Nonetheless, facing the prospect of 50% tariffs on Brazil, U.S. companies will likely pursue other sources, he added.

“American companies would try to buy more from Colombia, from Honduras, from Guatemala, from other countries,” Maximiliano said. “That would lead to an increase in their prices.”

There is a very good chance that these higher prices are going to be passed along to U.S. consumers, Maximiliano said. U.S. buyers have proven willing to swallow higher costs for their morning joe in the past, suggesting that companies will pass through the added costs to consumers this time.

“U.S. consumption is very strong” and relatively inelastic, Maximiliano said. Just in the past year, the price of a cup of coffee in the U.S. has increased 34%, according to the Bureau of Labor Statistics, but it has not dented consumption.

However, Maximiliano pointed out that there may be a limit on what consumers are willing to pay that companies haven’t found yet.

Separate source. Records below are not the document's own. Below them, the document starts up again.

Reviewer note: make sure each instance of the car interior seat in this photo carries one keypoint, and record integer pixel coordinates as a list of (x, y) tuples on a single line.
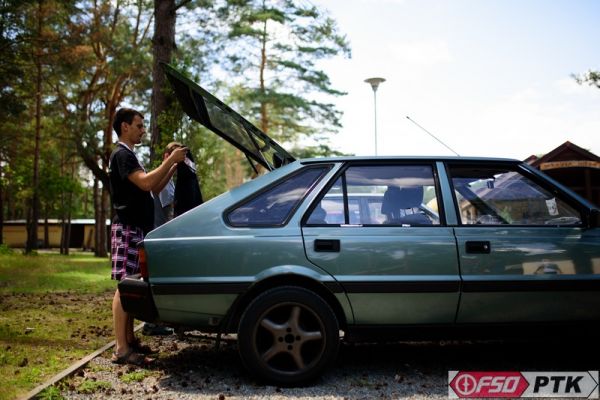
[(318, 216), (402, 206)]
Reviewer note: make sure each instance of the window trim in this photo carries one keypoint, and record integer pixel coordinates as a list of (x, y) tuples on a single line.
[(226, 213), (519, 168)]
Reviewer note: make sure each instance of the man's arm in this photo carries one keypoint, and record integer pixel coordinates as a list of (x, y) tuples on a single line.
[(161, 185), (149, 181)]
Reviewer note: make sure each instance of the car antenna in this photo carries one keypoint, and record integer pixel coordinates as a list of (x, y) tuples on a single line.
[(432, 135)]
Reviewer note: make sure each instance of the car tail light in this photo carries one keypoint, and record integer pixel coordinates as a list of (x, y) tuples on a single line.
[(142, 261)]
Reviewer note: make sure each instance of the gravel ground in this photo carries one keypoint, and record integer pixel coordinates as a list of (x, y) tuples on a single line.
[(191, 368)]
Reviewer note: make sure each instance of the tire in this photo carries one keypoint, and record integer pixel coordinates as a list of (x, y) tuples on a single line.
[(288, 335)]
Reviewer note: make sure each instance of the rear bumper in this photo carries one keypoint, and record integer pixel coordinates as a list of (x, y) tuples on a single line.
[(136, 298)]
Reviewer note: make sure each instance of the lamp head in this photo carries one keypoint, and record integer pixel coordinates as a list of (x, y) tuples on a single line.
[(374, 82)]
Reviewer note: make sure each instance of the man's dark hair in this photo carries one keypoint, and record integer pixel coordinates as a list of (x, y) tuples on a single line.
[(125, 115)]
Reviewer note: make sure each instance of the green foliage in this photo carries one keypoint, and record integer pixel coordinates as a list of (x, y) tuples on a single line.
[(54, 310), (91, 387), (50, 393), (5, 250), (135, 376), (590, 77), (275, 49)]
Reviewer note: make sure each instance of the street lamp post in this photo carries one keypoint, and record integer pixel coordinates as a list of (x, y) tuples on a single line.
[(374, 82)]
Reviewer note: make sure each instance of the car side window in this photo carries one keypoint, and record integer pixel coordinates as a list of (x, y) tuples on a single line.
[(402, 195), (274, 206), (503, 196)]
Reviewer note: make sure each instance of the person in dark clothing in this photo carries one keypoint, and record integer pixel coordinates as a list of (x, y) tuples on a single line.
[(130, 187)]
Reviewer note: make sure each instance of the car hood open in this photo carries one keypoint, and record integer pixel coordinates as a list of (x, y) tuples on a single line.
[(216, 116)]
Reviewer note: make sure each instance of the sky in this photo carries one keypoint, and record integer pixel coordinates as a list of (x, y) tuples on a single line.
[(487, 77)]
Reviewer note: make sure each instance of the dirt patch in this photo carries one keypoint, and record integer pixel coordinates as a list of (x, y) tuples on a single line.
[(191, 368)]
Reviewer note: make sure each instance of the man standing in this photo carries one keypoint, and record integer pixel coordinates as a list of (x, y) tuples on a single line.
[(130, 187)]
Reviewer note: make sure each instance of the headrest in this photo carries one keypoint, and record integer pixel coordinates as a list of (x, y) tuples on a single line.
[(411, 197)]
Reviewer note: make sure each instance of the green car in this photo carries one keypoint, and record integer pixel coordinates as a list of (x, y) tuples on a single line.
[(409, 246)]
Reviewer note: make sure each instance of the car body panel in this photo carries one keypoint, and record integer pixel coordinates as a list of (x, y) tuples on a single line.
[(203, 269), (532, 274), (203, 107)]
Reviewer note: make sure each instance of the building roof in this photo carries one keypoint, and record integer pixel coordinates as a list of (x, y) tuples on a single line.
[(566, 152)]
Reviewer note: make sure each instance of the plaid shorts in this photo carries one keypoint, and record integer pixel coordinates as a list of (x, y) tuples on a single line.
[(123, 248)]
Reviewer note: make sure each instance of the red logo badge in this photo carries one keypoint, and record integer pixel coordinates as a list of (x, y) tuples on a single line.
[(488, 384)]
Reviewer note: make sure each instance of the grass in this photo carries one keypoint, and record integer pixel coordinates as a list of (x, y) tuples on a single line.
[(135, 376), (54, 310)]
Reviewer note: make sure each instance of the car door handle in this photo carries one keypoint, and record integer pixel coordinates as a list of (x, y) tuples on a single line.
[(478, 247), (327, 245)]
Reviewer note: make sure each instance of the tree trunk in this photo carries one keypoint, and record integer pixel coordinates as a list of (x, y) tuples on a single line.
[(163, 45), (32, 237), (46, 229)]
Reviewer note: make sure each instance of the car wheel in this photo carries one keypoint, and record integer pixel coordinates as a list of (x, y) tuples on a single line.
[(288, 335)]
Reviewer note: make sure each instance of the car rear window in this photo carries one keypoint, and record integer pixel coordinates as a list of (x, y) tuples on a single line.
[(274, 206)]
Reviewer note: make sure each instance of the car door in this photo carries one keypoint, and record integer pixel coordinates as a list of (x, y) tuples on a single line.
[(525, 252), (376, 229)]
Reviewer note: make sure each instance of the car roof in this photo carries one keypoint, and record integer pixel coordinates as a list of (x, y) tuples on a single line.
[(212, 113), (408, 158)]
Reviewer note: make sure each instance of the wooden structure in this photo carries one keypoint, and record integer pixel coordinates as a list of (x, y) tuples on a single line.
[(574, 167)]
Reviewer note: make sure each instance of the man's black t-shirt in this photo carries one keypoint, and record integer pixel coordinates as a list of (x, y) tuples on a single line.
[(133, 206)]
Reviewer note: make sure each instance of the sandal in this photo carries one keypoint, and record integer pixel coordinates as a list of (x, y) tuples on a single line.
[(138, 347), (132, 358)]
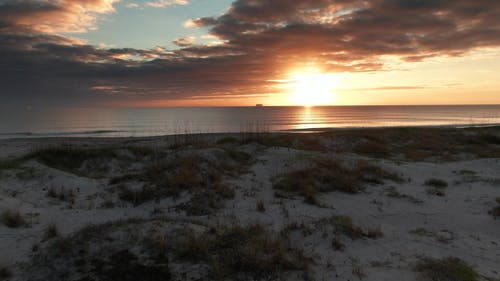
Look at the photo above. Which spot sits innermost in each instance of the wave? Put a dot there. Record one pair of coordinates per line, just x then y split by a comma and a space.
65, 133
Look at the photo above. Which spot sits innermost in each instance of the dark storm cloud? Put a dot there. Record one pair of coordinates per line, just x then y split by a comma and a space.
260, 41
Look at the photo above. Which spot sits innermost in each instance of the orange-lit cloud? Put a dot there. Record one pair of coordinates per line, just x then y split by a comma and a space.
54, 16
257, 42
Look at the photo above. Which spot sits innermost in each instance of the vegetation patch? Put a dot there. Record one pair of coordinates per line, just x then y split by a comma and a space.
495, 212
394, 193
200, 175
11, 164
236, 250
344, 225
421, 144
12, 219
62, 193
446, 269
327, 175
438, 183
5, 273
92, 162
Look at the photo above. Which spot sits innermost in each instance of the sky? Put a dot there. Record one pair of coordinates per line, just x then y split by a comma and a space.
155, 53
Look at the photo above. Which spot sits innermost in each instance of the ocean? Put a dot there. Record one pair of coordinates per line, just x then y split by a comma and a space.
136, 122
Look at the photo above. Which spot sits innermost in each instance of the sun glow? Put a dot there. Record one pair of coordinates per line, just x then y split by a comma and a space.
309, 87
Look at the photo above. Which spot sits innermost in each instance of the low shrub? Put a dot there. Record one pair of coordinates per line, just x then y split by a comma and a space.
446, 269
438, 183
231, 251
12, 219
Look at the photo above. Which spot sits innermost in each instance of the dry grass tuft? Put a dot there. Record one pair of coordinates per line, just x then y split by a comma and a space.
50, 232
200, 175
438, 183
62, 193
327, 175
232, 251
446, 269
5, 273
345, 225
12, 219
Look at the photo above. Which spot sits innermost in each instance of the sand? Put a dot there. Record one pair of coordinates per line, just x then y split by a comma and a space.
414, 223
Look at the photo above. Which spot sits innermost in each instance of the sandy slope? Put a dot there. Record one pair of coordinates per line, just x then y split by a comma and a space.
457, 224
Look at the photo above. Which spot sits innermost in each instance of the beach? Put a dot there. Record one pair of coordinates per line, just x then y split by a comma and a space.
346, 204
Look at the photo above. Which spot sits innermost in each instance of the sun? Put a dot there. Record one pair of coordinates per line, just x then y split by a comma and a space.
309, 87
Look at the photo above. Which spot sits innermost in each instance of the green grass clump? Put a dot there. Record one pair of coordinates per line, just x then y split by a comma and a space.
231, 251
12, 219
10, 164
197, 174
50, 232
495, 212
70, 159
446, 269
438, 183
5, 273
327, 175
345, 225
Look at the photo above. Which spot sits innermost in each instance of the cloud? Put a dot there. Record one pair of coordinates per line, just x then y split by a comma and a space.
166, 3
45, 16
258, 42
132, 5
185, 41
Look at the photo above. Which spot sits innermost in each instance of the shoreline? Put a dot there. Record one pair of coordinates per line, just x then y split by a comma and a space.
81, 135
344, 204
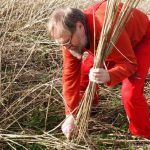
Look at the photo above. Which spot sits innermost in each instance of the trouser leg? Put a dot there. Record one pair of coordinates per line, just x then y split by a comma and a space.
133, 98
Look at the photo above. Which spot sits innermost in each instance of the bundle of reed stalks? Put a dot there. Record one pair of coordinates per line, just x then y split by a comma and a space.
111, 30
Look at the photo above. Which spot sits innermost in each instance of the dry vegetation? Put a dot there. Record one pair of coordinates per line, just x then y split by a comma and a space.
31, 105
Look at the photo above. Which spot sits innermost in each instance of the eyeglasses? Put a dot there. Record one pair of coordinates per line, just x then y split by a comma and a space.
68, 43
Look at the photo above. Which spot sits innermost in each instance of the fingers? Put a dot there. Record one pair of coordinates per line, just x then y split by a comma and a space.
68, 126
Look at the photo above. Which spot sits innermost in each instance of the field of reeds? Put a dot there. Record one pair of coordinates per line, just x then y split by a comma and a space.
31, 102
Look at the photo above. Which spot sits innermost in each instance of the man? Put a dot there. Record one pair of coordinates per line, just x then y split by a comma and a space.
128, 62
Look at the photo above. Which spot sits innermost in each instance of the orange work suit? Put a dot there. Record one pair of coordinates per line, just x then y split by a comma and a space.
128, 63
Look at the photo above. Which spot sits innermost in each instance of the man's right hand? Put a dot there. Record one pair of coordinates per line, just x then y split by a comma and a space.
68, 126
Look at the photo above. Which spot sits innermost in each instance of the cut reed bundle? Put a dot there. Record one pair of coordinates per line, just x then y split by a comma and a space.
109, 35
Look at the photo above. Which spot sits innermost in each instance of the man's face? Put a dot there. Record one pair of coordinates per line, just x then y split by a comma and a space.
74, 42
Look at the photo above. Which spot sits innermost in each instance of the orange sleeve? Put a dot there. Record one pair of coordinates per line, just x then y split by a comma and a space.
71, 81
124, 58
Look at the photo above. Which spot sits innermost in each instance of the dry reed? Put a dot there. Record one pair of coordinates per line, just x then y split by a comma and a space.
106, 44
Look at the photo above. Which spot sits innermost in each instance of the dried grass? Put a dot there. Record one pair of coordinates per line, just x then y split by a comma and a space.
31, 79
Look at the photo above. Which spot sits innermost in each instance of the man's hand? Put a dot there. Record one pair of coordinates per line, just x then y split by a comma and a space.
68, 126
99, 75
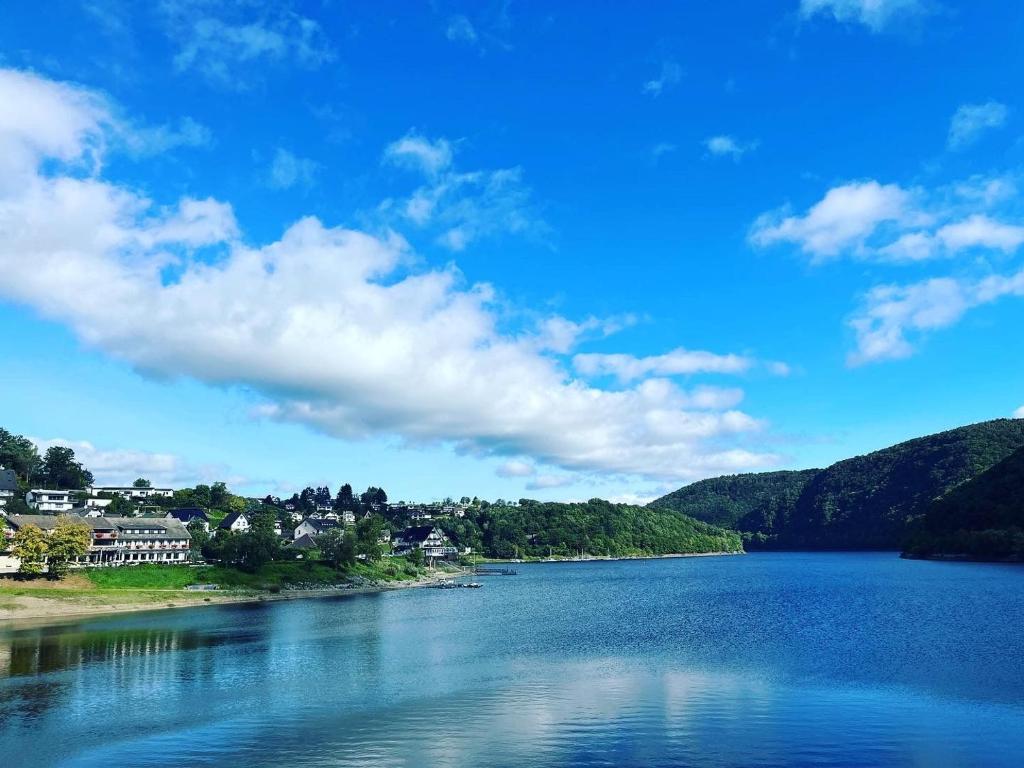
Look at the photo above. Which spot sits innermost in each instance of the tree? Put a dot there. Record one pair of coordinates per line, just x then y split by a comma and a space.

“This is a unique moment,” he added. Prices are already at their highest level on record. “It's difficult to really figure out what's going to happen.”

Tobacco

Winners: U.S. farmers; Canada; Dominican Republic

Losers: U.S. cigarette manufacturers; U.S. smokers

Brazil is also the largest supplier of U.S. tobacco, Colussi pointed out. The domestic U.S. industry has been shrinking in recent decades and now stands at about 3,000 farms, according to the Centers for Disease Control.

“There is a huge concern about tobacco” in the south of Brazil, Colussi said. Brazil exports more than $250 million of raw tobacco to the U.S. annually, and other large suppliers like Canada and the Dominican Republic, which face lower tariff rates, could capitalize on Brazil’s higher duties.